In workshop, I was also introduced to the work of Jayne Anne Philipps, who blew me away for how she wove poetic techniques into her fiction. Reading her work flipped a switch in my mind and helped expand my understanding of what fiction “can” or “should” do. I’ve come to believe that it’s important for artists to innovate, to challenge and push beyond preconceived boundaries in their work. I think innovation happens by artists being voracious and incorporating not just what they read or see in an art gallery, for instance, but incorporating ALL aspects of life—what they experience, imagine, what they question, lines from an ad on the side of a bus, a funny IKEA drawing, anything and everything—and bringing them all to bear in their work.
Originally, Brown Girls started out as a short story for Elissa's workshop.
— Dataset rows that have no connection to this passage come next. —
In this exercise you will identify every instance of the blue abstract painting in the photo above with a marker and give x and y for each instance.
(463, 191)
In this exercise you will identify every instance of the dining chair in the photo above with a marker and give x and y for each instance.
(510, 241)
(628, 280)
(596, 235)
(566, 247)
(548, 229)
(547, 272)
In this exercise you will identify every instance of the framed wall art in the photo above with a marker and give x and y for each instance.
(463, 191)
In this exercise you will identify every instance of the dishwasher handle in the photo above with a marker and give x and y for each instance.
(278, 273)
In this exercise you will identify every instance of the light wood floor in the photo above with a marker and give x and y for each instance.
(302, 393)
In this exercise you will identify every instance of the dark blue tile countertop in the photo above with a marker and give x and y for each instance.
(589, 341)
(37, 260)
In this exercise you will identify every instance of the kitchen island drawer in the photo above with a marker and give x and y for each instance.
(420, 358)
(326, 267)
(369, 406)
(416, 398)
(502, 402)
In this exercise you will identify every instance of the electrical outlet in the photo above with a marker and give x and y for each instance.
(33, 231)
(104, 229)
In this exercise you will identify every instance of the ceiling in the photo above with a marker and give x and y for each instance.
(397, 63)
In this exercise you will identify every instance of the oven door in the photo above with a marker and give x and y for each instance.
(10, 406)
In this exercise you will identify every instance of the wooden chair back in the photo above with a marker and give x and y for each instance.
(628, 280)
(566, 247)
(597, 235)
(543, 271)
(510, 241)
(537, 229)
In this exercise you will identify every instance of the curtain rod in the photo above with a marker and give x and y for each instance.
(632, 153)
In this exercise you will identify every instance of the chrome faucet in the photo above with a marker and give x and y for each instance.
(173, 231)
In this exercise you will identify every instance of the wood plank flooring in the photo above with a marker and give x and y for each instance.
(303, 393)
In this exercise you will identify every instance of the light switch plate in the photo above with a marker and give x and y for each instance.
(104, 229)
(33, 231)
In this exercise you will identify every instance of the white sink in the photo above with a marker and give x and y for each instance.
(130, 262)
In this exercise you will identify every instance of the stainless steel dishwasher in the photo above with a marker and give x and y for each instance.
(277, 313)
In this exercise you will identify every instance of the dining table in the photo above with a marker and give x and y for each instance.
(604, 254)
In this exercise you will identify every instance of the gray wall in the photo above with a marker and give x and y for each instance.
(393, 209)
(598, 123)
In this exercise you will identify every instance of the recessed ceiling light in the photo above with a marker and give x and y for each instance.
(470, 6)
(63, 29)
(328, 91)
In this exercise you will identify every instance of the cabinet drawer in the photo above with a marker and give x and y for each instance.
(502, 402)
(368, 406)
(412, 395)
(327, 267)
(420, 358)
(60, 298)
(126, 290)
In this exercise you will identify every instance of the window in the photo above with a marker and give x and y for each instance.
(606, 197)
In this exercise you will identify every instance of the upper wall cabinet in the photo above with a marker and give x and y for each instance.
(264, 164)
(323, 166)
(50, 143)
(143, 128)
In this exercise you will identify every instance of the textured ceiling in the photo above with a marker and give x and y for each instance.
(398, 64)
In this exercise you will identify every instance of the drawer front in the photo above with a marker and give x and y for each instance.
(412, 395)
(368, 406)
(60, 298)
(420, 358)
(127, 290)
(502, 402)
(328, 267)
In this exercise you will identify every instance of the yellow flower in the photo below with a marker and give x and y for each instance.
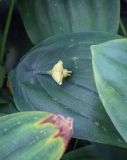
(59, 73)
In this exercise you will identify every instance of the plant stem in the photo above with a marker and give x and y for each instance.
(123, 28)
(6, 30)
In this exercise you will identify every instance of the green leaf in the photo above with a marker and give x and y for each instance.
(33, 135)
(97, 152)
(77, 97)
(110, 72)
(44, 18)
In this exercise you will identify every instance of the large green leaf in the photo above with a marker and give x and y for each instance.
(44, 18)
(77, 97)
(110, 72)
(33, 136)
(97, 152)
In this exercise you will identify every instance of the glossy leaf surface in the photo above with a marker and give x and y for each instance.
(44, 18)
(77, 97)
(110, 72)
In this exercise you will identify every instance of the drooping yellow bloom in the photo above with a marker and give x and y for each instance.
(59, 73)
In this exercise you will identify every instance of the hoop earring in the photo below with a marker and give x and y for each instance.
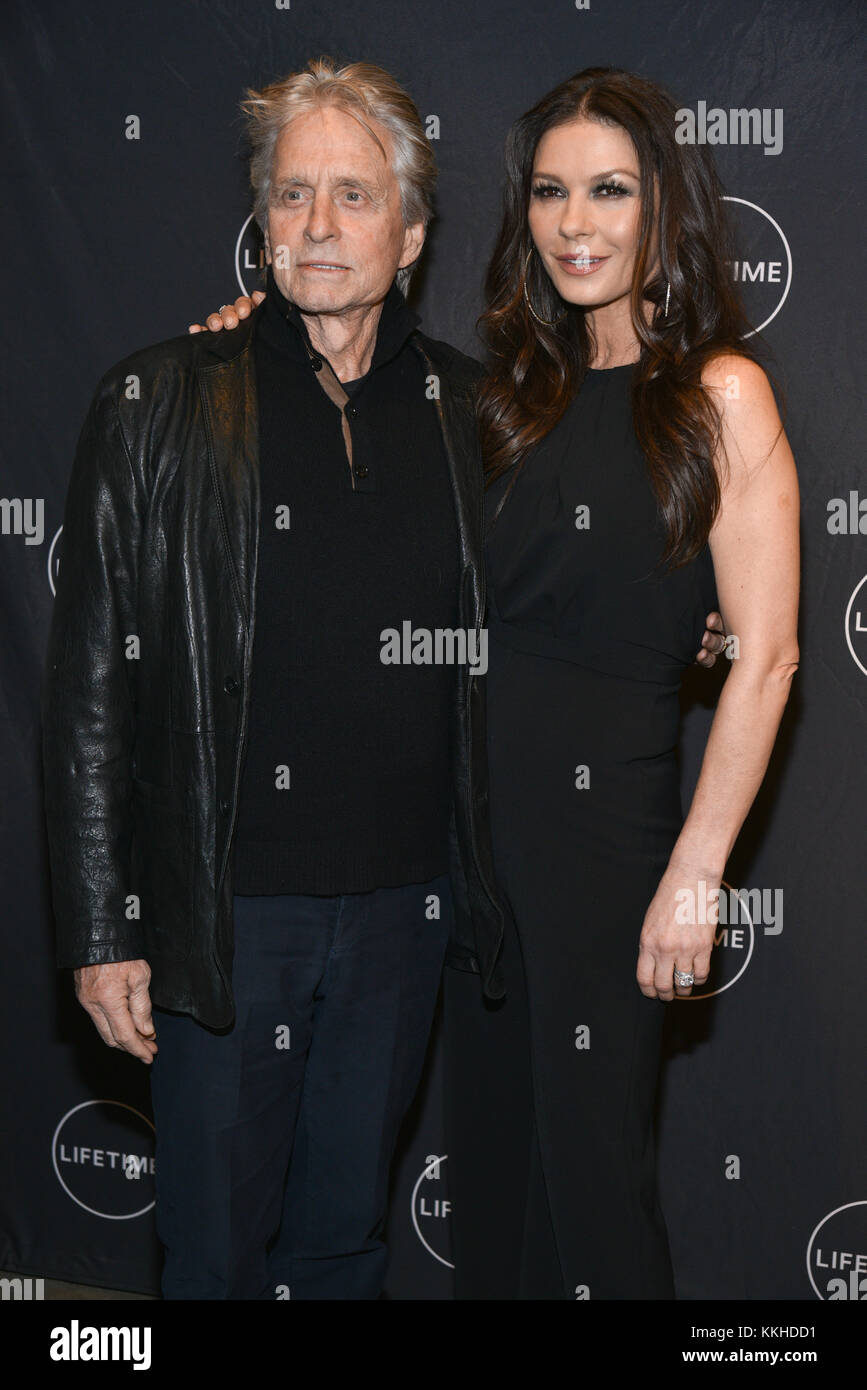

Up until then, I’d only written short stories—I love the short story form; it’s a form that helped me believe I could pursue fiction in the first place—and I didn’t view Brown Girls as different. However, for the rest of Elissa’s class, and for my workshop with the equally fantastic and life-altering Paul Beatty after, I kept writing pages, and the piece grew longer, so I shifted into calling it a “novella.” I envisioned including it in the story collection I was working on. But, for the year after I graduated the MFA, I kept working on “the novella,” until, startlingly, it dawned on me that, Oh, I might have a novel. I don’t remember who said this, but it holds true: 'A story is as long as it needs to be.'"
Daphne Palasi Andreades was awarded the 2018 Henfield Prize and a Creative Writing Teaching Fellowship while at Columbia University. Her work has received support from institutions such as the Bread Loaf Writers' Conference, the Sewanee Writers' Conference, Martha's Vineyard Institute for Creative Writing, where she won the 2018 Voice of Color Prize, and other honors. Her fiction explores diaspora, immigration, and the far-reaching effects of colonialism and imperialism. She currently lives in Brooklyn.